十分钟后,方行急匆匆地推门进来,喊道:“陈坚,你还不过来!”
他的目光和杨州短暂接触,杨州明明白白地读到了“他怎么还没走”。
陈坚正悠闲地把玩手里的纸,把它捏成千奇百怪的形状,头也不抬地说:“你帮我打发了。”
“那怎么行!”方行走过来,一手揪着陈坚的衣领,象征性地拽了拽,劝道:“你这样无动于衷,大家会寒心的。”

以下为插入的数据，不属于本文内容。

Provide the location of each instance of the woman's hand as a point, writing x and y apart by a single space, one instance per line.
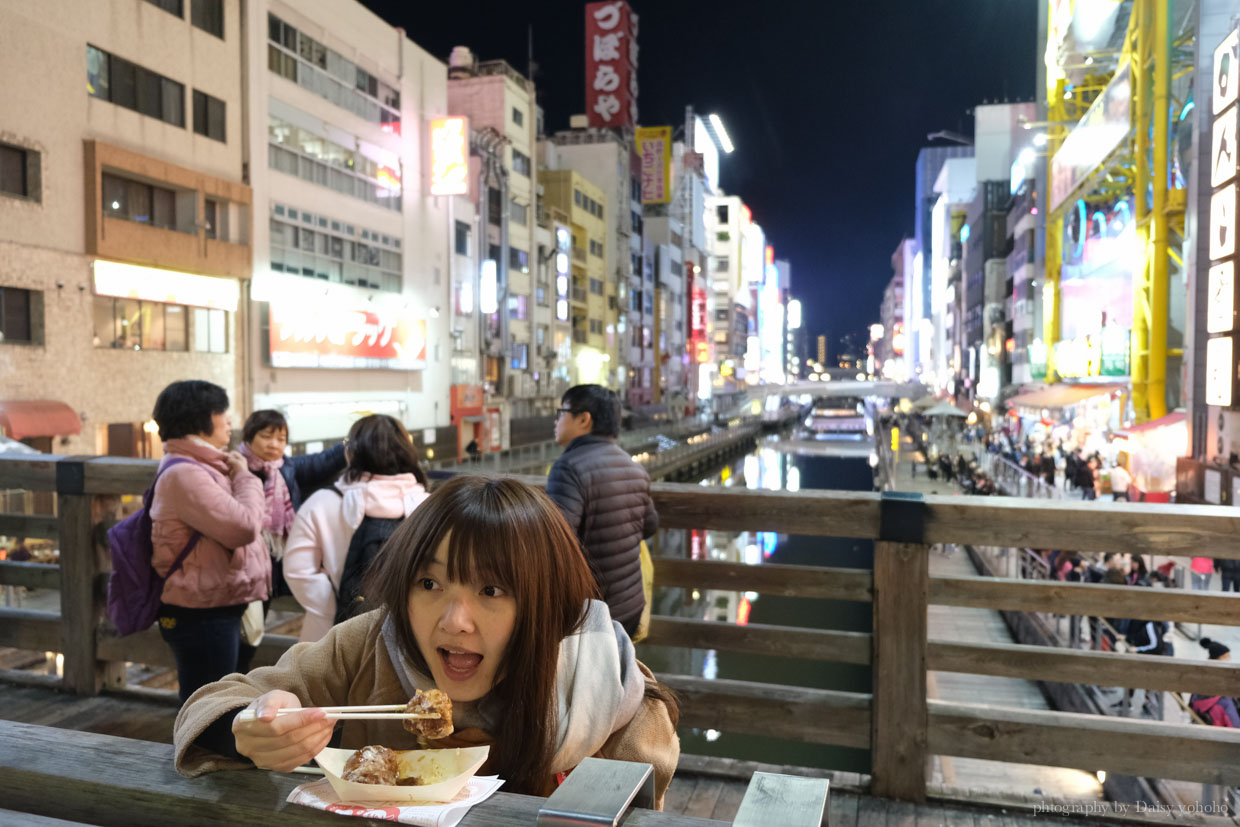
237 464
285 742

陈坚正在折天鹅,被他一打岔,不知道下一步该如何进行,烦躁地叹了一声。
这片地方住的大多是政府官员,因为盖勒先生哭得太凄惨,周围已经聚了一圈人,好言好语地安慰他。
然而盖勒先生好像一具没有感知的木偶,听不进任何人的话。不知是为了乞求还是因为耗光了力气,他如同烂泥一般跪在草坪上,嘴里不断重复着破碎的呼喊:“莉莉,我的莉莉!”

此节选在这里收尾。